LE RENDEZ-VOUS DES QUAIS © Photo du film LE RENDEZ-VOUS DES QUAIS de Paul Carpita

Censuré en raison des positions politiques de Paul Carpita, cette œuvre magistrale mêlant fiction et documentaire, filmée dans les années 1950 au cœur des mouvements sociaux ouvriers de Marseille, a ressurgi des limbes de l’oubli à la fin des années 1980. Elle est présentée dans sa version restaurée à Cannes Classics.

D’abord censuré, puis perdu et finalement retrouvé avant d’être restauré à la fin des années 1980, Le Rendez-vous des quais fut longtemps considéré comme l’un des pièces manquantes du cinéma français.

Sa saisie « humiliante » par les autorités lors de sa sortie en 1955, « dans l’indifférence totale de la profession et de la critique », ainsi que l’a confié un jour Paul Carpita, a longtemps constitué une douleur indélébile pour ce cinéaste engagé autrefois instituteur, qui possédait sa carte au Parti Communiste et dont c’était le premier film. « Cela a ouvert en moi une plaie profonde qui a été longue à se cicatriser », a-t-il admis avant son décès en 2009.

Tourné entre 1953 et 1955, Le Rendez-vous des quais se déroule sur les docks de Marseille et alentours, où des grèves et des luttes sociales des ouvriers contre leurs conditions de travail très rudes et la guerre en Indochine ont éclaté.
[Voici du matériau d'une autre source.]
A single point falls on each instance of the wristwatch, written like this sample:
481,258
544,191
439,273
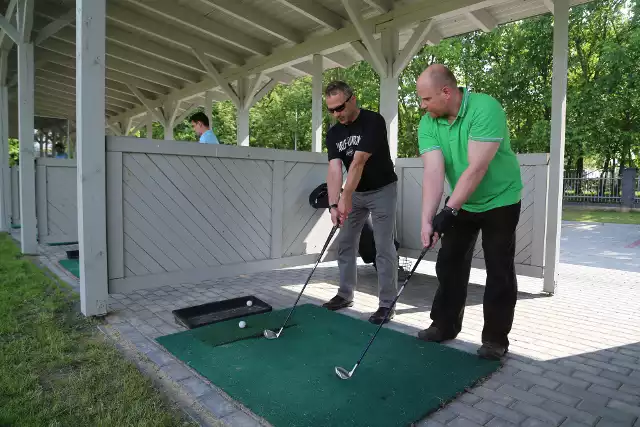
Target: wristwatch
453,211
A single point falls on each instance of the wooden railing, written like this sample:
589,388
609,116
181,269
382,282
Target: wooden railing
56,200
531,230
183,212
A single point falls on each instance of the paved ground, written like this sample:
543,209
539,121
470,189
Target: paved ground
614,246
574,360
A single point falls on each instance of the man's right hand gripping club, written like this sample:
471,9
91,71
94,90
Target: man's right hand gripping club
442,222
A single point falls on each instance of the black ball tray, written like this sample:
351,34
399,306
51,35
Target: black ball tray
218,311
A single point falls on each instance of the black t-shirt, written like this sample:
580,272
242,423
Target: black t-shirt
367,133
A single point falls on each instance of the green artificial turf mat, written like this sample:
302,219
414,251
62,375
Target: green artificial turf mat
290,381
71,265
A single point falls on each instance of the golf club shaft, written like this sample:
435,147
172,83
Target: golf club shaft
333,231
424,251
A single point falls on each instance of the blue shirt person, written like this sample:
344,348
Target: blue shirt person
200,125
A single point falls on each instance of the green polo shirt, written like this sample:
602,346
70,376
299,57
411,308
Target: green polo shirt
481,118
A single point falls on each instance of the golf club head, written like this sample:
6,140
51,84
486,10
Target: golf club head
342,373
269,334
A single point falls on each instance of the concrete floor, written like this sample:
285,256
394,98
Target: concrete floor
574,357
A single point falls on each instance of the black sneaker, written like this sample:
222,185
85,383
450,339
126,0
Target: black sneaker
492,351
434,334
336,303
379,316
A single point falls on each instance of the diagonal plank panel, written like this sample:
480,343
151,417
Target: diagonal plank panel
159,189
253,237
161,219
238,201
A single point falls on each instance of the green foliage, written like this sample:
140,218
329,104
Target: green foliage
513,63
14,152
55,368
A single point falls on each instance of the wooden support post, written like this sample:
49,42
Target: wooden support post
26,69
90,101
316,105
149,120
5,172
558,122
242,113
389,89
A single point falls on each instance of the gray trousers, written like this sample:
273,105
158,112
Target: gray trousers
381,203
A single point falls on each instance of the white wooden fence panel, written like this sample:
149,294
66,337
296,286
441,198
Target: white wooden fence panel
531,229
191,212
56,200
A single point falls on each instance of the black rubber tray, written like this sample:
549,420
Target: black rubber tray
218,311
73,254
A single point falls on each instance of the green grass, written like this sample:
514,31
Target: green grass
55,368
601,216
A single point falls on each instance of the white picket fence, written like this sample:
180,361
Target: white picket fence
180,212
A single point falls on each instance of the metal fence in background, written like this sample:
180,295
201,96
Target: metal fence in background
592,187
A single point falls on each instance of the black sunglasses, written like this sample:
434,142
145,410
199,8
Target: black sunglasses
339,107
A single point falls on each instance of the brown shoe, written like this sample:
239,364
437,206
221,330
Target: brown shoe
336,303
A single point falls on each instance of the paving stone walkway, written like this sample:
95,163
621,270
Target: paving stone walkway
574,358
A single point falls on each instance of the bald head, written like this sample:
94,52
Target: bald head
438,76
438,91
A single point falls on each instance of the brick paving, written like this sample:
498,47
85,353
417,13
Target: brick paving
574,358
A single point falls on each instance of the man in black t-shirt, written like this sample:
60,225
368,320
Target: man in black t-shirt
359,142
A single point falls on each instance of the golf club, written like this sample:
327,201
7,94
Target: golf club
343,373
268,333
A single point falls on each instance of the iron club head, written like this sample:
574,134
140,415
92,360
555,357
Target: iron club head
269,334
342,373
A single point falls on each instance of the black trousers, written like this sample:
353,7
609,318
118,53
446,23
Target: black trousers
453,268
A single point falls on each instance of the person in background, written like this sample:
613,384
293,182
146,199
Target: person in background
200,125
464,136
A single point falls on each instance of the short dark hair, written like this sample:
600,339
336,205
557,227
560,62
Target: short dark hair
337,86
200,117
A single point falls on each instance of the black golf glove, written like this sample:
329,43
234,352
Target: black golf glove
443,221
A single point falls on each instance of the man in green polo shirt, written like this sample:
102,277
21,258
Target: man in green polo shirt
464,136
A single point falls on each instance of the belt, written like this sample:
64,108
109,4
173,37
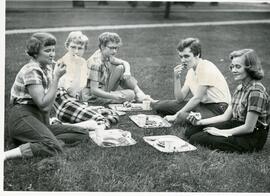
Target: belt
262,127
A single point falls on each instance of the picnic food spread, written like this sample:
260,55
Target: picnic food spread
117,137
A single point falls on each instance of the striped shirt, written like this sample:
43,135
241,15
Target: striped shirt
75,77
31,73
251,98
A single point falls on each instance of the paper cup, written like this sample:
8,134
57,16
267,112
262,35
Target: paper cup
146,105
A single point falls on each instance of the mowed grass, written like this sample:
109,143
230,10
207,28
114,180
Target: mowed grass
152,55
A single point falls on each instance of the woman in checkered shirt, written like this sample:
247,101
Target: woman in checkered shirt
245,124
32,97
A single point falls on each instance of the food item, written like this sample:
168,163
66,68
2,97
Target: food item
161,143
197,115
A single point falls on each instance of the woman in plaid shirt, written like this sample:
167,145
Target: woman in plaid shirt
245,124
32,97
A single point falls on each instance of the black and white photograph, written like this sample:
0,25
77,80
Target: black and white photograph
135,97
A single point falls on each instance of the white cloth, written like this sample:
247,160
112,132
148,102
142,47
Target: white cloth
207,74
76,73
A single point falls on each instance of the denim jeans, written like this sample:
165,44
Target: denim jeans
207,110
238,143
29,127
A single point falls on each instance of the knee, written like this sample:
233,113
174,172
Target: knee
197,138
156,106
129,95
120,68
53,147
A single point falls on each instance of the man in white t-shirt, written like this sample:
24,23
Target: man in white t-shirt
208,86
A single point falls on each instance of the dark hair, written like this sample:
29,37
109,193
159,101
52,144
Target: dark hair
106,37
78,38
38,40
252,62
193,44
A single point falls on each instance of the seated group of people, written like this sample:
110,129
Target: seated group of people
75,88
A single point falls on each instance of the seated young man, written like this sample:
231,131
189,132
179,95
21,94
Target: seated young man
208,86
107,73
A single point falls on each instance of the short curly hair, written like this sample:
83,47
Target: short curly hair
192,43
77,37
38,40
106,37
252,62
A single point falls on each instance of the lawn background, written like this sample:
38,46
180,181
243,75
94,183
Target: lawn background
152,55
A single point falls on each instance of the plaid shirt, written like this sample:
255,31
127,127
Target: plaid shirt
69,109
31,73
251,98
99,70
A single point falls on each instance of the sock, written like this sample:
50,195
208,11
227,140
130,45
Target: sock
16,152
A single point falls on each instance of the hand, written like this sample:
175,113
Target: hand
194,118
178,70
71,92
170,118
118,97
216,132
126,75
59,70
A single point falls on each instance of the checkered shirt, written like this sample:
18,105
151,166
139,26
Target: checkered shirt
69,109
31,73
252,97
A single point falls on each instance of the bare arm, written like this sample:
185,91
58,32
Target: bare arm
227,115
45,100
246,128
179,93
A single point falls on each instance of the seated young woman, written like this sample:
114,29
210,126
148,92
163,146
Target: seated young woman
32,96
245,124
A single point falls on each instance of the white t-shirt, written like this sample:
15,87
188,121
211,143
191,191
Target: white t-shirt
207,74
76,73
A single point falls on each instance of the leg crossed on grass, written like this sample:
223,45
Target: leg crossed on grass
240,143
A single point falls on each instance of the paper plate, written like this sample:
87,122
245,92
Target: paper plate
113,138
149,121
132,107
169,143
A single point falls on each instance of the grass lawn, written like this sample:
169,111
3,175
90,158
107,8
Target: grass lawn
152,55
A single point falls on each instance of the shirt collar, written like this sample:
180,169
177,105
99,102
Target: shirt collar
245,85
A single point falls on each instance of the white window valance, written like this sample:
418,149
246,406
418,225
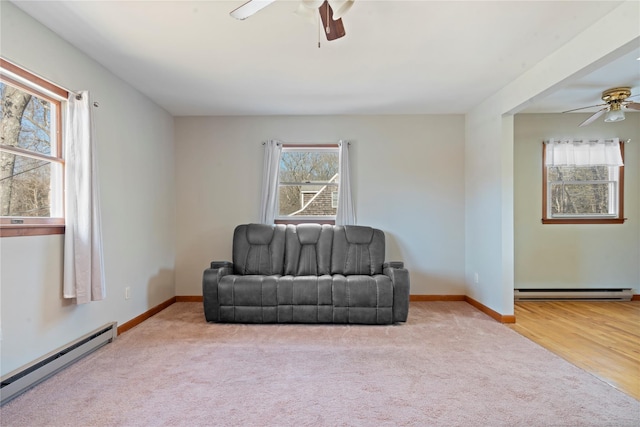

Il suit la vie amoureuse et précaire de Marcelle, une ouvrière et de Robert, un docker.

Le film est né de la volonté initiale de Paul Carpita et de quelques camarades du parti d’aller documenter les combats quotidiens de ces mouvements sociaux pour contrebalancer les actualités officielles. Le tournage du Rendez-vous des quais s’est ainsi étalé sur plusieurs mois, au coeur des grèves, avec des acteurs amateurs.

Après la réhabilitation du film, Paul Carpita va reprendre la caméra pour réaliser deux longs métrages de fiction : Les sables mouvants (1996) qu’il avait écrit au même moment que Le Rendez-vous des quais, et Marche et rêve ! Les Homards de l’utopie (2002), dans lesquels on retrouve son amour du réel, des luttes sociales et de la fraternité.